Krzysztof Kieślowski

 rounded out my viewing of Dekalog with the eighth installment. It took a while to find decent subtitles. This episode focuses on the eighth commandment: Thou shalt not bear false witness against thy neighbour.

We begin at the University of Warsaw. A Polish woman from New York visits the university and asks to sit in on Professor Zofia’s ethics lecture. The lecture consists of students presenting ethical problems for discussion. One student raises the case of a doctor and a woman seeking an abortion, which was the subject of Dekalog II.

Elżbieta then offers an example drawn from real life, set in 1943 during World War II: a six-year-old Jewish girl whose parents have been sent to the ghetto is promised help from a willing Catholic family, only for the woman of the house to refuse at the last moment and send the girl away just before curfew.

It turns out that Elżbieta is the girl in that story, and Zofia is the woman who refused to help.

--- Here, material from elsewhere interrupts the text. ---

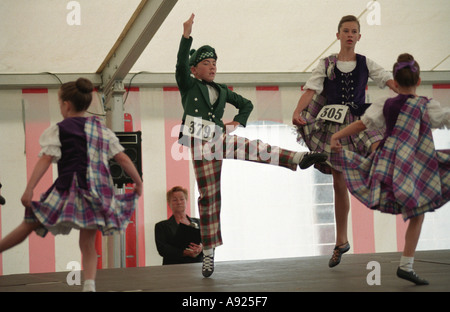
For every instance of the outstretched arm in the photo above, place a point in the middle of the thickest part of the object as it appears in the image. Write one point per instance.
(39, 170)
(187, 27)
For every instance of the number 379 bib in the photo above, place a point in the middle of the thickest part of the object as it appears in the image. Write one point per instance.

Elżbieta has come to understand why. Zofia’s husband was an officer in the Polish resistance, and there were reports that the foster family was working with the Gestapo. Helping the girl would have put Zofia at serious risk. Zofia says she has had to live with what she did, and failed to do, during the war.

Great installment, though I suspect the subtitles were not perfect. My wife pointed out something interesting: the angel, our recurring character, and the professor both look directly into the camera when the question of judgement comes up during the ethics class. It is as though Kieślowski is inviting the audience to serve as judge and jury.

All told, Dekalog was well worth watching. A fantastic series from a brilliant director.